Citing a provisional toll, the Kivu Security Tracker (KST) said 28 people had been killed in Boga and 22 in Tchabi, villages lying about 10 kilometers (six miles) apart in an area known for Allied Democratic Forces attacks and community friction.
The Defense Post sources said this was the highest death toll it had recorded in a single day since it was founded in 2017. It had earlier given a tally for the attacks of 39 dead. One community leader said children and the elderly were among the victims.
The DR Congo army gave a slightly higher provisional toll of 53 after a meeting of security forces in Bunia, the capital of Ituri province where the attacks took place. Local MP Gracien Iracan spoke of 60 dead.
”Seven trucks arrived to remove the victims — it’s a dramatic situation”, Iracan told AFP. ”They’re still finding bodies, so the toll is likely to grow,” he added, while “many wounded people are still hiding in the bush, everyone fled there”.
A UN source told AFP that South African blue helmets from the MONUSCO peacekeeping mission’s small base in Tchabi had exchanged fire with the attackers when they tried to intervene.
A local civil society leader attributed the attacks to the ADF, a historically Ugandan Islamist group blamed for a string of massacres in the past 18 months.
The two villages lie on the border between North Kivu and Ituri provinces in an area where the ADF is believed to be active.
Lawmaker Iracan said that “a very large number of attackers showed up. The assault was well targeted, they killed two local leaders. We can’t rule out that they were settling scores,” he added.
The KST said the wife of a traditional leader in Benyali-Tchabi had been killed in the attack on Tchabi.
Two local officials reached in Boga by AFP said the assailants had attacked a camp for displaced people. They said 36 bodies had been found so far in Boga, a figure that has yet to be independently confirmed.
Those same officials also cautioned against immediately blaming the ADF, given the ethnic conflicts in the region.
Suspicions that the violence was ethnically motivated stem from the fact that the displaced people’s camp in Boga mostly hosted displaced people from the Nyali group — but a nearby site housing Banyabwisha people was spared.

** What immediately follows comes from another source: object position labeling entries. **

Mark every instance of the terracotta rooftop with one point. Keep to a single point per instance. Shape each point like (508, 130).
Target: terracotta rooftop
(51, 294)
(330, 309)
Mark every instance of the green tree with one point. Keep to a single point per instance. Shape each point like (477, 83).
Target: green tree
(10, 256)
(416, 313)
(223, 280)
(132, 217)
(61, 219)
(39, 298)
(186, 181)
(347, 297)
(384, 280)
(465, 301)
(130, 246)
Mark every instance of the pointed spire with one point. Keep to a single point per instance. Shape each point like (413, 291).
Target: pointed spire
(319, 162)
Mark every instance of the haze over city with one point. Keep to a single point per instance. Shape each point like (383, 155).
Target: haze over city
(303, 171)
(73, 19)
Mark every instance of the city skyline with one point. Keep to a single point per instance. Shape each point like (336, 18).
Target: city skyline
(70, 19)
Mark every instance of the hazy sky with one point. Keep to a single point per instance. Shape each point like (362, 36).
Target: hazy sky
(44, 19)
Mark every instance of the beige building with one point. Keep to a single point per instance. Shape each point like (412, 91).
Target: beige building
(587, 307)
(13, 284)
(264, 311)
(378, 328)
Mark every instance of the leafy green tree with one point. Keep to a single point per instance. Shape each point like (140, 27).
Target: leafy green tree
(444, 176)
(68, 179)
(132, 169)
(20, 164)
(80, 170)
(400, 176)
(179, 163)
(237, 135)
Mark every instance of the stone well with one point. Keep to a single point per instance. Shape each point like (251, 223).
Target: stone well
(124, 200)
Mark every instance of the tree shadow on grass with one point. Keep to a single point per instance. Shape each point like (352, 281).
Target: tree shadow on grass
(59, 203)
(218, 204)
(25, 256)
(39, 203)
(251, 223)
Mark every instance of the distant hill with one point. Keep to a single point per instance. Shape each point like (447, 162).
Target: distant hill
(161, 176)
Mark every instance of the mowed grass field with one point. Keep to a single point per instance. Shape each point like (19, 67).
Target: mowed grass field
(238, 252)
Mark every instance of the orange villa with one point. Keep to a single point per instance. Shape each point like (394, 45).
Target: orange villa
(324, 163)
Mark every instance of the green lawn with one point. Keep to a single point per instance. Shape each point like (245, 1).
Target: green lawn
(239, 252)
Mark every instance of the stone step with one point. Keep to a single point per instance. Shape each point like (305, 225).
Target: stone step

“We think it was the same group” behind the attacks on both villages, the head of the Nyali community in Tchabi told AFP by phone. “They attacked around 1:00 am. There are children and the very old among the dead… at the moment we’re preparing to bury them,” he added.
The ADF is the deadliest of an estimated 122 armed militias that roam the mineral-rich east of the DRC, many of them a legacy of two regional wars that ran from 1996 to 2003.
As of Friday, the KST estimated that at least 1,228 civilians have been killed in the Beni territory of North Kivu alone since November 2019, when DR Congo forces launched a crackdown that splintered the ADF into smaller groups.
Three other attacks since last Tuesday, blamed on the ADF, have claimed 39 lives.
On March 11, the United States said the ADF was linked to IS, which is also known by the acronym ISIS. The ADF was called ISIS-DRC, or Madina at Tauheed Wau Mujahedeen.
DR Congo President Felix Tshisekedi on May 6 proclaimed a 30-day “state of siege” in North Kivu and Ituri in a bid to curb bloodshed by the ADF.
Under the move, military and police officers have taken over from civilian authorities.